After all, as chairman and CEO of Ernst & Young, he is responsible for about 144,000 of them, a population larger than the country of Grenada.
So if he spoke about his people in terms of regions, or even in terms of countries, it would make sense. And yet to hear Turley tell it, multibillion-dollar market movement is created by thinking about individuals.
“When you think about our culture, we have a mindset of people first,” Turley says. “We actually think first in every business decision we make about the impact on our people, because the people are all we are. Every one of our assets, when they go home at night, we want to be the kind of place they want to come back to the next day.”
And what gets people back in the office each day is a sense of ownership that makes them feel like they’re an entrepreneur growing a business in their local community.
“It’s very important that we stay entrepreneurial in spite of our size,” Turley says. “When the outside world looks at Ernst & Young, they see us as being the most global, as having the best people culture, and, very importantly, they see us as being best at both serving entrepreneurs as well as being entrepreneurial ourselves.”

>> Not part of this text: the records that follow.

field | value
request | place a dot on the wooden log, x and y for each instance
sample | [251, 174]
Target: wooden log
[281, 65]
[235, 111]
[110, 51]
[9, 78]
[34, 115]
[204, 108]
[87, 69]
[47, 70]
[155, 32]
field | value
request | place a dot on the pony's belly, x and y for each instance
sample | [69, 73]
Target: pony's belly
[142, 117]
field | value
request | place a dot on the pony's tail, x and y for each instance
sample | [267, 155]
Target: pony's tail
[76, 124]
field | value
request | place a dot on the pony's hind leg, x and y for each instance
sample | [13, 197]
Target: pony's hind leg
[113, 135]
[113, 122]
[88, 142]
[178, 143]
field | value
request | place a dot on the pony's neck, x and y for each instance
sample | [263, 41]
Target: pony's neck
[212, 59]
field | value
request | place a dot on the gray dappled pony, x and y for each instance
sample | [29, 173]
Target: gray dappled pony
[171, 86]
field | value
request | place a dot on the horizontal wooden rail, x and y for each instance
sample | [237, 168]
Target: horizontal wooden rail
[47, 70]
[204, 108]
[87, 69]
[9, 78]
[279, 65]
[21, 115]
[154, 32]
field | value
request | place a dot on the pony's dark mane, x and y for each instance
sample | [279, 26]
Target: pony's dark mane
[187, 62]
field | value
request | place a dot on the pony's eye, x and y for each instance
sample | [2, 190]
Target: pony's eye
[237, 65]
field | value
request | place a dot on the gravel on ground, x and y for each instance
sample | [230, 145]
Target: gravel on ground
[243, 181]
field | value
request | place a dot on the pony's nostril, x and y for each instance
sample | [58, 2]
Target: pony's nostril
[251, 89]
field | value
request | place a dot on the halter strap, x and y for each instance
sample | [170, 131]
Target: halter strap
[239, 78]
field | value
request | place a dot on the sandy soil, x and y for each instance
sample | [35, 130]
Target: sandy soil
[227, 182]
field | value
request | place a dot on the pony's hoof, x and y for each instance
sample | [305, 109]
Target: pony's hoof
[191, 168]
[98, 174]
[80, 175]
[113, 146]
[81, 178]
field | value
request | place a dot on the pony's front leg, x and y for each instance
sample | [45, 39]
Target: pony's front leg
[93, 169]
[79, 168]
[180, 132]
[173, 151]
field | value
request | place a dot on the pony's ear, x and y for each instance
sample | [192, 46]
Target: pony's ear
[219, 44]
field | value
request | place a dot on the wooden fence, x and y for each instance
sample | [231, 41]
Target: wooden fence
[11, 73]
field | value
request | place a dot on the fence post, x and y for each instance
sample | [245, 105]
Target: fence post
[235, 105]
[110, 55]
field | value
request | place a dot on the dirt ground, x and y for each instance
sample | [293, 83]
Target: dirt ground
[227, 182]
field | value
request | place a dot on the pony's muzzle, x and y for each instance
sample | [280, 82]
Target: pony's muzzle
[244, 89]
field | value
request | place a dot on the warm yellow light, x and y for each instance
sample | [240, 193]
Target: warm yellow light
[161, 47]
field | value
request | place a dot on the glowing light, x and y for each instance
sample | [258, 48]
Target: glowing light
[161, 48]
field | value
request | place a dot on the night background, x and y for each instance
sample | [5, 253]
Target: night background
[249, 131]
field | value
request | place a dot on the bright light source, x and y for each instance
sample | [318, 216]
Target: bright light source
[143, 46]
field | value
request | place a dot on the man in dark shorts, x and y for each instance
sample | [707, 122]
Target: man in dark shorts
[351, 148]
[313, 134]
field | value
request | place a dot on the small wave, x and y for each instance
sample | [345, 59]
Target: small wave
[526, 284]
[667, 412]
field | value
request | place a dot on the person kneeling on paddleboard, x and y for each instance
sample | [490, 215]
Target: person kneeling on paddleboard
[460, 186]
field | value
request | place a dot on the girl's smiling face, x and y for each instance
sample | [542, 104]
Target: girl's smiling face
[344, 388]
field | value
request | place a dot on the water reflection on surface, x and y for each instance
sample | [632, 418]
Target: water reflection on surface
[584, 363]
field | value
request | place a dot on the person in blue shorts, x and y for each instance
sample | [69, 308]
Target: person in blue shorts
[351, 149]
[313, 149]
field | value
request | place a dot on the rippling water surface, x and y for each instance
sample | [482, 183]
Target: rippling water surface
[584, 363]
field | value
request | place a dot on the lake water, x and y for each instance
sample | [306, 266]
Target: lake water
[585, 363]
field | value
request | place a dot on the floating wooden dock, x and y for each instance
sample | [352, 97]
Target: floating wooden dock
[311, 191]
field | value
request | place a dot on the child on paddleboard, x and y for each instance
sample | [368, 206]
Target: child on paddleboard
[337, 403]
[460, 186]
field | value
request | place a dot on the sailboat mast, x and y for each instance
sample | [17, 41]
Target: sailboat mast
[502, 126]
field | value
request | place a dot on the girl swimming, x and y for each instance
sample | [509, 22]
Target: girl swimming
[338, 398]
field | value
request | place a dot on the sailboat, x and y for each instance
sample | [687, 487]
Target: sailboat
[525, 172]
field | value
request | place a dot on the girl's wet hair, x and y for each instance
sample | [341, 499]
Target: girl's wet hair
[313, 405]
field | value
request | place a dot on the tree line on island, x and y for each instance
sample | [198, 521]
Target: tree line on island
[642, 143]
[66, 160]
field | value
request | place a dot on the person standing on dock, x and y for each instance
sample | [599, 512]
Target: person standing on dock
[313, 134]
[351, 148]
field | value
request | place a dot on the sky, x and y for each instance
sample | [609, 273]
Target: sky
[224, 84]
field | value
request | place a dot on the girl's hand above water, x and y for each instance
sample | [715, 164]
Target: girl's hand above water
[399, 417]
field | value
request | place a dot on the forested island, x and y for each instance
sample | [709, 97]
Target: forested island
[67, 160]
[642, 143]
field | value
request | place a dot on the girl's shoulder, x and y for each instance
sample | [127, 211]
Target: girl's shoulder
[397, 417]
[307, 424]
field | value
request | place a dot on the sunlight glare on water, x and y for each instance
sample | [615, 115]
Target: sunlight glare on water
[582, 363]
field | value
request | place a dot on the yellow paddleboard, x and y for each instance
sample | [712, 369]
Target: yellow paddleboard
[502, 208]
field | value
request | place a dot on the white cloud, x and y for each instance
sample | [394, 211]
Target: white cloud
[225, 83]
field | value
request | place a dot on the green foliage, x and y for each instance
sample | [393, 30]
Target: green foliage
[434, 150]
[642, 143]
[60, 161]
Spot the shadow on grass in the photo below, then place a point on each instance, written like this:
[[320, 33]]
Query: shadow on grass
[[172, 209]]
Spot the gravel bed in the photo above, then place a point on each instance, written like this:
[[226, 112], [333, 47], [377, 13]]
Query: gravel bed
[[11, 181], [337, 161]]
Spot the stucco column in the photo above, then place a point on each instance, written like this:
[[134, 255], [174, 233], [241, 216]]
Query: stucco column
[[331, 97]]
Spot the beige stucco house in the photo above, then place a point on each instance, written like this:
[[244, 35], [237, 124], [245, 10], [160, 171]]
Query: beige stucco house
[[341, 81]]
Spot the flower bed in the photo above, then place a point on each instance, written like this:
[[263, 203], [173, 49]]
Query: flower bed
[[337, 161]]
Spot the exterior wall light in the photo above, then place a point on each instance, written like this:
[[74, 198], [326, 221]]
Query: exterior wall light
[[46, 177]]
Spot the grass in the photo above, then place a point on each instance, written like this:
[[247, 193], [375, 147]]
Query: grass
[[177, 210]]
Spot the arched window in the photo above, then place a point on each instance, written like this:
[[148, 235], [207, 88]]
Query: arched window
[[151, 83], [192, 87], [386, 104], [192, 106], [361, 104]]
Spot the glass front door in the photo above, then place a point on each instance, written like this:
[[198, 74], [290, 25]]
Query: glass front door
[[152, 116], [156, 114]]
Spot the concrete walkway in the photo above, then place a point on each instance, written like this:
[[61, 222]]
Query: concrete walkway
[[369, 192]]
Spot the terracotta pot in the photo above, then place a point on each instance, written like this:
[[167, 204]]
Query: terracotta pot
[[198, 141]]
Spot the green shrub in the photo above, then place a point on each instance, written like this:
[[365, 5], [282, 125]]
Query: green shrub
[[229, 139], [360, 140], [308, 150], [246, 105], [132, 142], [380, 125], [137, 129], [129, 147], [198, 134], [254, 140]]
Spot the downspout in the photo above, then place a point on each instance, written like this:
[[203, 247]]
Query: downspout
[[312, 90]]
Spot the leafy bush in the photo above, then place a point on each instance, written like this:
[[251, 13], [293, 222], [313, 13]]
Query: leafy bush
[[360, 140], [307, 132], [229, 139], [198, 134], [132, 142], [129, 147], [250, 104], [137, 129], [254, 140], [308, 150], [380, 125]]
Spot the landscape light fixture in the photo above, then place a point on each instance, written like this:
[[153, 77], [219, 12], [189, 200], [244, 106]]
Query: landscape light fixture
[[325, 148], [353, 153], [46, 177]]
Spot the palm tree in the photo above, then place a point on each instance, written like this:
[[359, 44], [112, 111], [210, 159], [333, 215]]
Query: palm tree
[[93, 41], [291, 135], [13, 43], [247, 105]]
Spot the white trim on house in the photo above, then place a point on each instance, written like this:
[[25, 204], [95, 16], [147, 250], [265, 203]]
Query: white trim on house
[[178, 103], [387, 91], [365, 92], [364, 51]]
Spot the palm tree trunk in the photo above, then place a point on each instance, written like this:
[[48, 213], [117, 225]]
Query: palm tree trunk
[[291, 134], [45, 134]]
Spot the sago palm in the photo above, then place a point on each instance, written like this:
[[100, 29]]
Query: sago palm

To keep that entrepreneurial feel, Turley has to trust that people can keep things moving without him having to sign off on every decision.
“You do that by empowering people to actually make decisions and do the right thing every day,” he says.
Global scale, local execution
That all sounds nice, but execution is, of course, the chariot of genius. Anybody can espouse the virtue of empowerment, but letting go of the reins can be tough.
Turley was in Cleveland in April for a Boy Scouts of America luncheon. He was the guest speaker and also got to spend plenty of time with Don Misheff, Northeast Ohio managing partner for Ernst & Young.
Misheff heads the local execution of Ernst & Young’s grand designs. He leads more than 1,000 people and was the committee chairman for the charity lunch. The event was the kind of touch point that has made Ernst & Young feel like a local shop. A company that’s spent 12 straight years on Fortune’s “100 Best Companies to Work For” list could likely do without having two top executives spending so much time in the marketplace, but the individuals outside the company are on both Misheff’s and Turley’s minds, too.
“I think keeping an open door, staying connected with our people, being engaged with them in daily activities in the community to understand what they’re dealing with from the market side of the house, that’s important,” Misheff says of being out in the local community. “The other thing, when we talk about entrepreneurship, it gets lost sometimes because people get too focused on size instead of style or culture.”
That culture is one that sees and understands that the local marketplace is where future employees are growing up and, ultimately, where global growth will be created. To Turley, opportunity is everywhere, and focusing on individuals instead of being trapped with the 30,000-foot level mindset of such a large organization is the most important thing he can do.
“At Ernst & Young we actually look at the world outside in terms of the potential that exists — the potential in people, in the companies out there, the potential in the community,” Turley says. “And we dedicate the skills we have to try to help others achieve that potential, so it’s very much community focused, very much focused on helping others. It’s something we do all around the world.”